Dak’art en trompe l’oeil
Rare moment d’exposition d’art contemporain sur le continent, la biennale de Dakar séduit les artistes. Mais pâtit d’un sérieux manque de professionnalisme.
Peintures, sculptures, installations, vidéos, le Dak’Art 2008 bat son plein depuis le 9 mai dans la capitale sénégalaise. Une fois n’est pas coutume, entre les lieux d’exposition du « in » et du « off », les conférences, les ateliers critiques et les nombreuses remises de prix, la création contemporaine africaine est à l’honneur. Particulièrement remarqués cette année, les Sénégalais ! Mansour Ciss et Ndary Lô ont obtenu le grand prix Léopold-Sédar-Senghor ex aequo, tandis que la fondation Blachère décernait son prix de la Découverte au jeune Ngoor. Quant à Soly Cissé, il est constamment cité comme l’une des stars montantes de l’art contemporain Dans leur ensemble, les artistes du continent se réjouissent de l’événement. Le plasticien camerounais Samuel Njakwa est enthousiaste : « C’est exceptionnel, car nous n’avons presque jamais l’occasion d’exposer en Afrique des Âuvres qui parlent de l’Afrique. »
Si la Biennale, qui se terminera le 9 juin, montre un riche bouillonnement créatif, la foule ne se presse pas devant les sculptures et les tableaux qui évoquent tantôt la guerre au Darfour, tantôt l’immigration clandestine, tantôt le problème de la faim.
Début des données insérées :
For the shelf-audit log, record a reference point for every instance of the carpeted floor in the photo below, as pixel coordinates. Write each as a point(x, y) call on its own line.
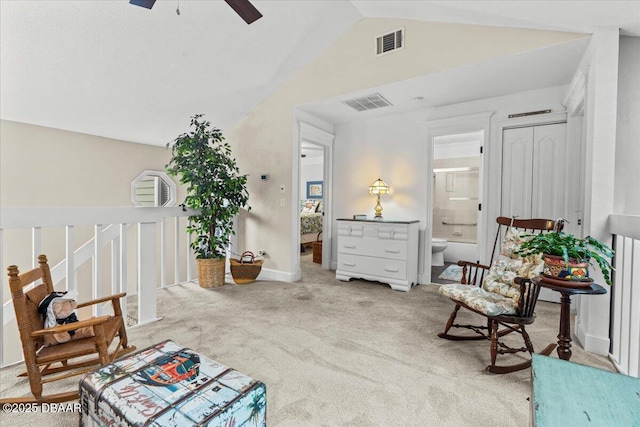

De nombreux reproches, à peine voilés, visent l’organisation. Les Âuvres sont souvent mal éclairées et bénéficient rarement d’une scénographie adéquate. Le Congolais Freddy Tsimba, qui réalise de grandes sculptures à base de douilles et de cuillères soudées, se plaint d’avoir dû réinstaller son travail alors qu’il avait envoyé des photos pour guider les techniciens. L’impression persiste que certaines expositions ont été montées à la va-vite.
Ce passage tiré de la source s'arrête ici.